We also saw the reall life cities of gold which are stored in a huge Incan bunker/ Museo, Peruvian Boobies in the Balletas islands and, themetically, the worlds most important suppliers of bird pooh, those birds really go for it, its up to 50m deep in some places apparently.

Just so you know, the worst place in the world is on the panamerican highway between Lima and Pisco, those shanty towns make mosside look like Beverly Hills. When our bus stopped people started banging against the side of it, obviously desperate to get out of the rubbish tip they lived in. Literally a pile of bits of plastic corrogated iron and cardbord in the middle of a vast desert. Harsh. It was like what you expect might be left after armagedon.

What else? Yeah we are now in Huancachina which is a beautiful Oasis town in the middle of the desert, very hoiliday resortish where you can sandboard. I haven´t done that yet because I have been very busy having the worst hangover I´ve had since Japan.

One more thing, Kate Sant sent me an email.
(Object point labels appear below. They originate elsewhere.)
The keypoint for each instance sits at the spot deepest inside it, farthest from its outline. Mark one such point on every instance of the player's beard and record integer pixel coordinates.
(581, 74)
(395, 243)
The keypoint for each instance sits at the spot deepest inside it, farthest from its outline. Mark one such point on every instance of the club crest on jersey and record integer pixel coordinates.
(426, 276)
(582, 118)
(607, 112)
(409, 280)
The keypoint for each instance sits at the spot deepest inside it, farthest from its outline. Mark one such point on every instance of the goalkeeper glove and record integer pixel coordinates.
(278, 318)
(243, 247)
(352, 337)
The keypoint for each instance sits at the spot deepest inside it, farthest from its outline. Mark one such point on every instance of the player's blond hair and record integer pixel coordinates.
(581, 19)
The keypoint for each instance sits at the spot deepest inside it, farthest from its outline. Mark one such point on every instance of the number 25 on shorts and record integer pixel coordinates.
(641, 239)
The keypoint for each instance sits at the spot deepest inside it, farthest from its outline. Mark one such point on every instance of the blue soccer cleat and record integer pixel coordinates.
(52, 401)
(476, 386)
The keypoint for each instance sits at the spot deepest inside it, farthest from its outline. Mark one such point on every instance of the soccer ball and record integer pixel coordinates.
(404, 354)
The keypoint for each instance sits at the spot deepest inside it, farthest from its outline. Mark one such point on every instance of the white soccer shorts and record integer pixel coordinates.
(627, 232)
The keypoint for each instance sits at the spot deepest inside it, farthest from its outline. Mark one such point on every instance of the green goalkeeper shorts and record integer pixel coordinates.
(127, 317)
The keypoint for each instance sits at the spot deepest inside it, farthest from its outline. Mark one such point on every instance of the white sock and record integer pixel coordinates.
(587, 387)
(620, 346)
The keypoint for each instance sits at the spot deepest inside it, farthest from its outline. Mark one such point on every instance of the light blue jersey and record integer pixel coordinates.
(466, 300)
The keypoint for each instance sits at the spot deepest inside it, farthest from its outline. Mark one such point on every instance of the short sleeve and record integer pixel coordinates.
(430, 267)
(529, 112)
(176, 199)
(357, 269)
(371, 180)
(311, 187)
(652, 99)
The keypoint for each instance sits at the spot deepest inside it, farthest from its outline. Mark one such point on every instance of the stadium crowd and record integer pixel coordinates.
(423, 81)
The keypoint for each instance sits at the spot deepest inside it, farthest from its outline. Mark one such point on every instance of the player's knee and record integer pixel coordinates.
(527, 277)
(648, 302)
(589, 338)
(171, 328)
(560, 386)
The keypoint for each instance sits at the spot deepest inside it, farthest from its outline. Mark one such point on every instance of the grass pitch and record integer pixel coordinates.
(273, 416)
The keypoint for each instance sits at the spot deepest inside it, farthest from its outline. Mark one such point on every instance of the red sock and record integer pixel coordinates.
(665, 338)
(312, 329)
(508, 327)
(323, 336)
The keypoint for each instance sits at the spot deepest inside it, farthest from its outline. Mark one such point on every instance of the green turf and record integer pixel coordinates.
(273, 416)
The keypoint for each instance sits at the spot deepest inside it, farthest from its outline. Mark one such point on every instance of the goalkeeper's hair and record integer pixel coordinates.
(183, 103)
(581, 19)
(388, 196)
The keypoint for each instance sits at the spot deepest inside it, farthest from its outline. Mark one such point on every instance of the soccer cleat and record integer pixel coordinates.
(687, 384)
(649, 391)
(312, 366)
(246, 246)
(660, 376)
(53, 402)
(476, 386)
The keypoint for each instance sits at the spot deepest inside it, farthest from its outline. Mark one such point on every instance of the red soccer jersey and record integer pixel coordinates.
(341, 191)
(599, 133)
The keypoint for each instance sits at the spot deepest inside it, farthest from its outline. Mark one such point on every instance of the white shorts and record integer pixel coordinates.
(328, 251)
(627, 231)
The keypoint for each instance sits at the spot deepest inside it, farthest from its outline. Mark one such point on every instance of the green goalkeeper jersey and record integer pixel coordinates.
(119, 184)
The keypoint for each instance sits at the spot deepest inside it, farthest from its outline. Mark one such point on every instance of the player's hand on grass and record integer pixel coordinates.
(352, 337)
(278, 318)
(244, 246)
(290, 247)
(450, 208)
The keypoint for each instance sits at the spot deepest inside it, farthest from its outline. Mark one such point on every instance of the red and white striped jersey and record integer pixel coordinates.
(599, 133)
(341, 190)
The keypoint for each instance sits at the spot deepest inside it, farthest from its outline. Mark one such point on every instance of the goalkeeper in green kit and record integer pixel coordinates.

It was great! I love you Oh Santy One, good luck with the hard studying that you aren´t doing if you´re reading this!

On August 16, 2005, Helen said:

I feel obliged to inform you, Mrs Webb, that The Sant is not as studious and holy as she may have led you believe. We have just returned from Shambala Festival (Me, Tim, Katie, Simon, Fenn, Rachel, Andy and Steve H). Katie achieved the pinnacle of her alter ego,Cider-Kate and regailed us with school hymns and Guide songs. She was also seen drooling in love over some giant lanterns and tring to eat cheese out of the grass. I, of course, remained entirely sober.

Andy was hilarious. He brought a gazebo which provided much social ammusement. Late on Saturday night/ Sunday morning Andy was in such a state that he stood up inside the gazebo to go out for a piss but couldn't work out how to get out of it. After a while of standing motionless and trying to see the sides, he ventured towards a wall but could not locate any doorways. We managed to come to his rescue just before he wet him self. However, he then proceded to try and have a piss against the outside of the gazebo (made of thin netting).

Oh we had a jolly fine time. Here's to next year.

There will be photos on Tim's website soon (largely consisting of pirates) Arrgh

On August 16, 2005, Catherine said:

That naughty Sant woman. She shouldn´t really be let out without a competant supervisor.